As a Vietnamese American raised in Minnesota, Tiffany Bui felt her cultural identity was left out of the media entirely.
“I come from a different background, in which people live (differently), eat different foods and speak a different language,” she said.
This difference has led Bui to become more empathetic to those denied entry into majority white spaces. Bui understands what it’s like to be dismissed and misrepresented.
Bui, a University of Minnesota student, has worked in journalism for four years. Bui spent her time in newsrooms as an intern, as well as a managing editor, confronting the lack of diversity in her workplace and in the stories her colleagues reported.
Now she is a radio reporter at Racial Reckoning: The Arc of Justice. According to its website, Racial Reckoning is a journalism initiative covering the court trials of the former Minneapolis police officers who were charged in connection with the murder of George Floyd, as well as the community’s response and the changes needed to create a more just society.
At Racial Reckoning, Bui does not have to push for a wide range of perspectives — her story assignments align with her purpose to highlight diverse narratives.
“There’s no way to tell the truth fully and accurately without including the voice of people of color,” Bui said.
During the last year, Bui has reported on the Derek Chauvin trial and social unrest, all amid the COVID-19 pandemic. Some of her most recent reporting focused on the death of Leneal Fraizer, Darnella Frazier’s uncle. Darnella Frazier is the teen who recorded Floyd’s death on her cellphone.
While pursuing a robbery suspect in July, a Minneapolis police officer crashed into Leneal Fraizer’s car at an intersection, killing him.

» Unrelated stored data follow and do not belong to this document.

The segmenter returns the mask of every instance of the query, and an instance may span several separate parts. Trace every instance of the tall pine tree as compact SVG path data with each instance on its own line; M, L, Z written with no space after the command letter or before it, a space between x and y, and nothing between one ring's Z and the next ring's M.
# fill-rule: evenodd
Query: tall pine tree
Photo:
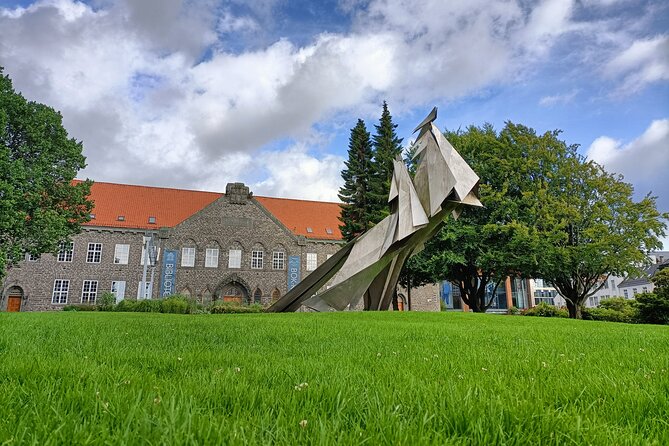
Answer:
M389 213L388 193L393 178L393 160L402 153L402 138L397 137L388 104L383 101L383 111L379 124L374 126L376 134L372 139L374 158L372 164L370 198L371 218L374 223L383 220Z
M348 142L348 161L341 172L344 185L339 189L342 211L339 226L342 235L350 241L372 226L370 201L370 174L372 143L362 119L351 129Z

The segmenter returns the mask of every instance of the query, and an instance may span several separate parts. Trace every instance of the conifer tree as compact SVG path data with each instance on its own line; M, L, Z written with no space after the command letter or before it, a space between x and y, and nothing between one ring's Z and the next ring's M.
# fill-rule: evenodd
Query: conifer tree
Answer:
M397 124L393 124L393 118L388 111L386 101L383 101L383 111L379 124L374 127L376 128L376 134L372 139L374 158L370 197L372 200L372 221L378 223L389 214L388 193L390 192L390 181L393 177L393 160L402 153L402 138L398 138L395 133Z
M348 161L341 173L344 185L339 189L342 201L339 226L344 238L349 241L372 226L370 202L370 174L372 143L362 119L351 129L348 142Z

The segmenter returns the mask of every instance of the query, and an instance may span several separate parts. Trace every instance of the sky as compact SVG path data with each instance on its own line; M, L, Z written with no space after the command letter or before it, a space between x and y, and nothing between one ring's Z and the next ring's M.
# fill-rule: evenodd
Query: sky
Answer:
M0 66L80 178L336 201L386 100L405 143L433 106L560 129L669 212L664 0L0 0Z

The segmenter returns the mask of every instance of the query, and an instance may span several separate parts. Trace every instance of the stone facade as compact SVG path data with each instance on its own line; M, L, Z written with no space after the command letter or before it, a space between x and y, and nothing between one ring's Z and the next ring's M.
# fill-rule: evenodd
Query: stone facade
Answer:
M10 299L15 299L12 302L14 306L19 292L22 296L20 311L58 310L65 304L82 303L84 281L97 282L95 297L111 291L112 283L116 283L117 288L124 288L122 296L117 296L119 300L136 299L141 293L143 246L150 235L154 236L159 248L152 298L161 295L163 256L166 251L173 250L178 252L175 273L177 293L194 297L203 304L213 300L232 300L269 305L273 299L288 291L291 256L299 256L300 278L303 279L310 273L308 257L313 260L315 255L316 264L320 265L343 244L336 239L310 238L296 233L295 228L291 229L254 198L248 187L232 183L226 188L225 195L220 195L220 198L172 227L84 226L82 232L72 238L71 261L58 261L57 256L44 254L36 261L26 260L11 268L0 287L0 310L7 310ZM88 261L91 260L88 258L89 244L101 244L99 262ZM128 245L127 263L115 263L117 245ZM193 266L184 262L184 248L188 254L194 249ZM206 264L208 249L218 250L218 261L213 262L215 256L212 255L209 265ZM230 264L231 250L241 251L239 267ZM210 251L210 254L214 252ZM277 260L283 261L274 262L274 253L282 253L277 254ZM262 256L262 264L259 256ZM310 266L313 268L313 262ZM149 282L151 268L147 270ZM54 284L63 280L69 281L67 298L54 303ZM432 296L434 293L431 291L426 293L413 290L412 309L438 311L438 295Z

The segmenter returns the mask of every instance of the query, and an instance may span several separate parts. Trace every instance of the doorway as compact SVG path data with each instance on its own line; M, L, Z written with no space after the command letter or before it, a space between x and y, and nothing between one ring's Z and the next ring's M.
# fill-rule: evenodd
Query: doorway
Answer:
M21 302L23 301L23 290L21 287L13 286L7 293L7 311L21 311Z

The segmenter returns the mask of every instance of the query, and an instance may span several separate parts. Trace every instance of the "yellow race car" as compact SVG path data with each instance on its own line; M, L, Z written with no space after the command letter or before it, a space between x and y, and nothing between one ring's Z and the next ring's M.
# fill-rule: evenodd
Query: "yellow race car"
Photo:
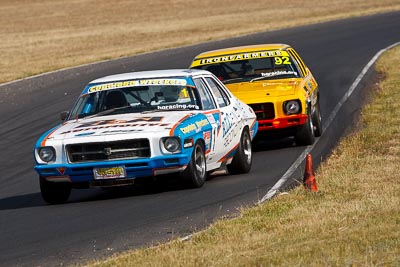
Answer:
M212 72L257 114L259 135L294 136L311 145L322 134L319 89L299 54L286 44L208 51L190 68Z

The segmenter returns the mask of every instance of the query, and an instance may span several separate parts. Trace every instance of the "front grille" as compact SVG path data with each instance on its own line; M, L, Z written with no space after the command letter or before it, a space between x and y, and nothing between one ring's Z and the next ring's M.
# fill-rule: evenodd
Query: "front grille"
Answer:
M272 120L275 118L273 103L250 104L257 115L257 120Z
M71 163L150 157L150 143L145 138L73 144L67 145L66 150Z

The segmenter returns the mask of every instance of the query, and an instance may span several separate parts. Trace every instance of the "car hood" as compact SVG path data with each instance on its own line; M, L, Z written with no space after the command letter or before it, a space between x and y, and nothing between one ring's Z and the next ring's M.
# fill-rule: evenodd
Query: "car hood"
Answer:
M193 111L152 112L146 114L120 114L70 120L48 135L48 140L67 140L106 137L126 134L164 134Z
M271 97L294 95L299 82L296 80L254 81L226 84L226 87L247 104L268 101Z

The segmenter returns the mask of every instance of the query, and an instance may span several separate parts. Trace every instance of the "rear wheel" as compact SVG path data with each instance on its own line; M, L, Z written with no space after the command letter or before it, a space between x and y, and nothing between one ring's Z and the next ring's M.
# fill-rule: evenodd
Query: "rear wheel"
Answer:
M206 178L206 157L204 148L200 141L197 141L189 162L189 165L182 172L182 179L187 182L190 187L202 187Z
M248 173L253 163L253 153L251 149L251 138L247 128L245 128L240 137L238 151L233 156L231 164L227 165L230 174Z
M298 146L309 146L314 144L315 136L314 136L314 125L313 120L311 118L310 108L307 113L307 121L305 124L301 125L296 132L294 137L296 144Z
M42 198L49 204L60 204L67 201L71 194L71 185L64 182L49 182L40 178Z

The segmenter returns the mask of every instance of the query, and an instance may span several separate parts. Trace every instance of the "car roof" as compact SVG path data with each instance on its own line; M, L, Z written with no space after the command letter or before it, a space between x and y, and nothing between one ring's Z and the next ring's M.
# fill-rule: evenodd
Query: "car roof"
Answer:
M106 77L93 80L90 83L104 83L104 82L131 80L131 79L189 77L189 76L197 76L205 74L209 75L210 72L197 69L150 70L150 71L138 71L138 72L109 75Z
M235 46L217 50L210 50L203 52L196 56L196 59L203 57L213 57L227 54L243 53L243 52L256 52L261 50L282 50L290 48L287 44L259 44L259 45L245 45L245 46Z

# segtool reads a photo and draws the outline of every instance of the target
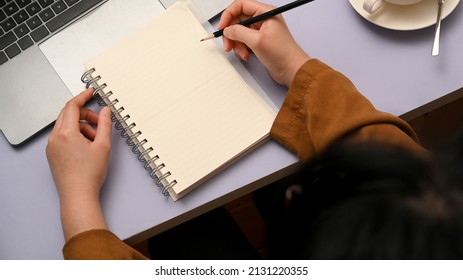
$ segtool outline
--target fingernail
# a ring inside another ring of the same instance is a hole
[[[244,54],[243,54],[243,52],[241,51],[241,49],[236,49],[236,50],[235,50],[235,53],[236,53],[236,55],[237,55],[240,59],[246,61],[246,59],[245,59],[245,57],[244,57]]]

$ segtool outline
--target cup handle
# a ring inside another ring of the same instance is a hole
[[[364,0],[363,9],[369,13],[375,13],[384,4],[383,0]]]

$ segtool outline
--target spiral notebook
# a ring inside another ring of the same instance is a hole
[[[200,42],[207,34],[178,2],[88,61],[82,76],[174,201],[268,139],[276,115],[249,73],[213,40]]]

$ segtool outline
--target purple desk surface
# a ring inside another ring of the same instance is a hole
[[[461,5],[442,23],[438,57],[431,56],[432,27],[384,29],[363,19],[347,0],[314,1],[284,17],[307,53],[346,74],[381,110],[411,118],[451,102],[463,86]],[[286,90],[254,58],[246,67],[281,105]],[[20,148],[0,137],[0,259],[62,258],[59,202],[45,157],[49,133],[45,130]],[[115,135],[101,194],[103,211],[111,230],[135,243],[251,192],[287,174],[296,163],[294,155],[270,141],[174,203],[160,194]]]

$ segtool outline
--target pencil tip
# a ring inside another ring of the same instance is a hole
[[[214,38],[214,34],[211,34],[211,35],[209,35],[209,36],[207,36],[207,37],[205,37],[205,38],[202,38],[202,39],[199,40],[199,41],[202,42],[202,41],[210,40],[210,39],[213,39],[213,38]]]

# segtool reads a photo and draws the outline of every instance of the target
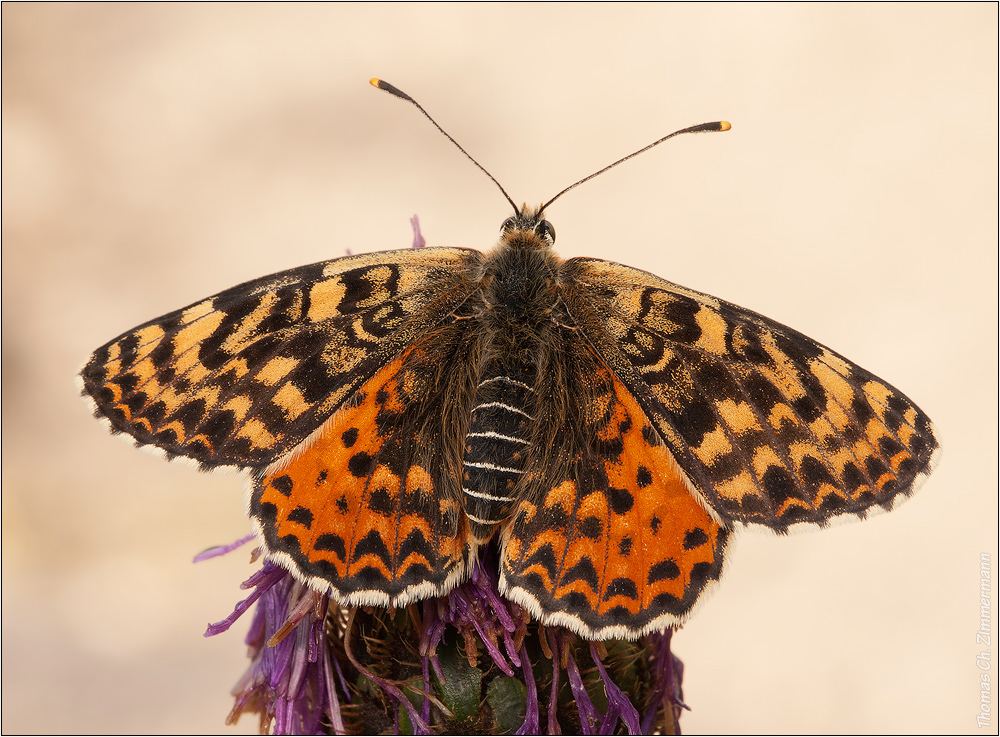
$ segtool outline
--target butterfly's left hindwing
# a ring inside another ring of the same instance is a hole
[[[727,522],[784,531],[910,495],[938,443],[903,394],[750,310],[599,259],[560,272],[581,332]]]
[[[112,430],[202,467],[262,467],[474,289],[478,251],[351,256],[248,282],[130,330],[81,374]]]
[[[463,578],[474,327],[468,314],[446,320],[254,479],[250,515],[272,559],[345,604],[401,606]]]

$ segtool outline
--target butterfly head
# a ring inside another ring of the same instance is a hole
[[[514,248],[551,248],[556,242],[556,229],[542,217],[542,208],[532,209],[523,205],[514,215],[503,221],[500,237]]]

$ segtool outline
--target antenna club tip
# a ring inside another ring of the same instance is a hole
[[[407,102],[412,102],[413,104],[416,105],[416,101],[414,101],[414,99],[412,97],[410,97],[408,94],[406,94],[405,92],[403,92],[398,87],[393,87],[391,84],[389,84],[388,82],[386,82],[384,79],[379,79],[378,77],[372,77],[368,81],[369,81],[369,83],[371,83],[372,87],[377,87],[378,89],[382,90],[383,92],[388,92],[390,95],[395,95],[396,97],[398,97],[401,100],[406,100]],[[417,107],[420,107],[420,106],[417,105]]]
[[[732,127],[733,127],[732,123],[730,123],[728,120],[719,121],[719,130],[720,131],[727,131],[727,130],[729,130]]]

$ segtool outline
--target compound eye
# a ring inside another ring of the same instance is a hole
[[[514,226],[517,225],[517,220],[514,218],[507,218],[503,221],[503,225],[500,226],[500,232],[506,233],[508,230],[513,230]]]
[[[552,223],[548,220],[539,221],[538,225],[535,226],[535,233],[540,235],[549,243],[556,242],[556,229],[552,227]]]

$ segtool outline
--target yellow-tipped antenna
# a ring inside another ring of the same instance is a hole
[[[551,200],[549,200],[544,205],[542,205],[542,207],[539,210],[539,212],[544,212],[546,207],[548,207],[549,205],[551,205],[553,202],[555,202],[556,200],[558,200],[560,197],[562,197],[564,194],[566,194],[567,192],[569,192],[574,187],[579,187],[584,182],[589,182],[591,179],[593,179],[596,176],[599,176],[599,175],[603,174],[608,169],[614,169],[616,166],[618,166],[619,164],[621,164],[624,161],[628,161],[633,156],[638,156],[641,153],[645,153],[646,151],[649,151],[649,149],[653,148],[653,146],[659,146],[661,143],[663,143],[667,139],[673,138],[674,136],[679,136],[679,135],[681,135],[683,133],[715,133],[715,132],[718,132],[718,131],[727,131],[727,130],[729,130],[732,127],[733,126],[731,126],[726,121],[720,120],[720,121],[715,122],[715,123],[702,123],[701,125],[692,125],[690,128],[682,128],[679,131],[674,131],[669,136],[664,136],[663,138],[661,138],[658,141],[653,141],[651,144],[649,144],[648,146],[645,146],[643,148],[640,148],[635,153],[631,153],[628,156],[620,158],[620,159],[618,159],[618,161],[616,161],[613,164],[608,164],[606,167],[604,167],[600,171],[595,171],[589,177],[584,177],[583,179],[581,179],[576,184],[569,185],[562,192],[560,192],[555,197],[553,197]]]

While covering Fraizer’s death, Bui didn’t pull out her microphone to record or videotape the family. Instead, she listened to Fraizer’s cousin as he mourned and spoke to broadcasters.
In those moments, Bui felt his pain didn’t need to be documented. He needed to be seen and felt.
“As a journalist, you’re there to bear witness and tell the story,” she said. “I never learned what to do when there is grief unfolding in real time.”
As Bui covers these stories, she said she’s empathetic to the raw emotions of the families and communities she’s reporting on — a skill she’s developed on her own.
Due to Bui’s lack of representation growing up, she strives to highlight voices of color daily. To Bui, narratives of people of color go far beyond being a part of a singular news story. “Diverse narratives,” she said, “are a fundamental part of journalism.”
When asked what she wants listeners of Racial Reckoning to get out of its stories, Bui said, “I hope the stories are more relatable and applicable to their lives … and those (stories] are told in ways that are more humanizing than they would usually see in mainstream media.”